O pai de Ana não fala sobre o assunto. A irmã cobra que ela tenha filhos. "Ela é mais nova, mas é casada e está grávida. Diz que não preciso de convenções, que tenho de adotar, que tenho de fazer uma produção independente. Não quero um filho, quero um cara bacana. Só não encontrei um, ainda."
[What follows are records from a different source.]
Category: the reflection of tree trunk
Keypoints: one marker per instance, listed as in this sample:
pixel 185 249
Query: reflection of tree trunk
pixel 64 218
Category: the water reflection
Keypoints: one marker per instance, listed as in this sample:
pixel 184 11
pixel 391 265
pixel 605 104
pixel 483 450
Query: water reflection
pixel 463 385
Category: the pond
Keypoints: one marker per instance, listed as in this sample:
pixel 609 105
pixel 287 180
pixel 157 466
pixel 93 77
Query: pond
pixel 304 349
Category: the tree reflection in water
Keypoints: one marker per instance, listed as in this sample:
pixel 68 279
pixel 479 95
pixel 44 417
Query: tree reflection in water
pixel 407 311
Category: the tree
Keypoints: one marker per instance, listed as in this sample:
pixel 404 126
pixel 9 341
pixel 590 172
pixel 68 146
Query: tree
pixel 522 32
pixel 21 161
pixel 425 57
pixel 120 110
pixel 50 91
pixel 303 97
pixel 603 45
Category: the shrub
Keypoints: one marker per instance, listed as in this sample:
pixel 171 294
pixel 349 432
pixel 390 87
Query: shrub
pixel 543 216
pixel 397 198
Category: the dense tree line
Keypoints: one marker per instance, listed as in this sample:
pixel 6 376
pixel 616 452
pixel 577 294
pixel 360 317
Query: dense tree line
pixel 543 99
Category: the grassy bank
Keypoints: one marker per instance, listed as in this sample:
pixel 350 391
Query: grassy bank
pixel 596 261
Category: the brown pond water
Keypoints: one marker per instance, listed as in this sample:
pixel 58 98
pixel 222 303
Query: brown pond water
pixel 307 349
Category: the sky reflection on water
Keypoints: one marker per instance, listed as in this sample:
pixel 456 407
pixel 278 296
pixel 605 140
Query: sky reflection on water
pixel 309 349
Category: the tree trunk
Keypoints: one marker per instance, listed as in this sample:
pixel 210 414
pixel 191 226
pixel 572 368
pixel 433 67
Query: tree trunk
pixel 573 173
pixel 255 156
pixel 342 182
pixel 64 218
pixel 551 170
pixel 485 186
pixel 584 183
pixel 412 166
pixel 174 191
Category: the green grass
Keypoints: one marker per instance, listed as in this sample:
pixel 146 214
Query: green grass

Para Antonio Carlos Amador Pereira, professor de psicologia da PUC-SP, solteiros precisam lidar com o choque de gerações. Pense em reuniões da família estendida. Dia dos pais. Dia das Mães. Natal. Casamentos. Lá estarão tios e avós ávidos para saber quando você se casará --ou ao menos apresentará alguém à família. "Até certa época, uma mulher com 22 anos já era considerada encalhada. E o homem só era solteiro se quisesse ser padre, afinal, casar e ter filhos era prova de masculinidade, posta em dúvida caso fosse solteiro", diz.
Isso mudou. Apenas 45,8% dos brasileiros com mais de 15 anos são casados, segundo o IBGE, com dados de 2010. Somente depois dos 29 anos que o número de casados ultrapassa o de solteiros. Mas as gerações passadas mantêm as expectativas de quando eram jovens.
Então, como reagir diante da pressão familiar? Primeiro, relaxe. Se você reagir a toda cobrança, não ficará numa boa situação. Quanto menos você mostrar incômodo, menor será a cobrança. Agora, entenda o lado do outro. Pessoas têm incertezas e buscam respostas para elas. Se perguntarem, basta dar uma resposta. Não precisa mentir, mas tampouco precisa falar a verdade detalhada. Em geral, o curioso se satisfaz com respostas como "ainda não encontrei a pessoa", "não é o momento" ou "preciso me dedicar primeiro à carreira".
Isso não quer dizer que você deva satisfações sobre sua vida. "O crescimento pessoal é proporcional ao fortalecimento de sua autorreferência, não considerando tanto o que os outros esperam de você", diz Savian. "Aqueles que são muito dependentes das opiniões familiares sentem-se culpados por não atingir o padrão de comportamento que lhes é cobrado, segundo o qual todos nós devemos nos casar para ser felizes". Mas isso é verdade? Em 2010, foram registrados 977,6 mil casamentos no Brasil -- mas, também, 243 mil divórcios.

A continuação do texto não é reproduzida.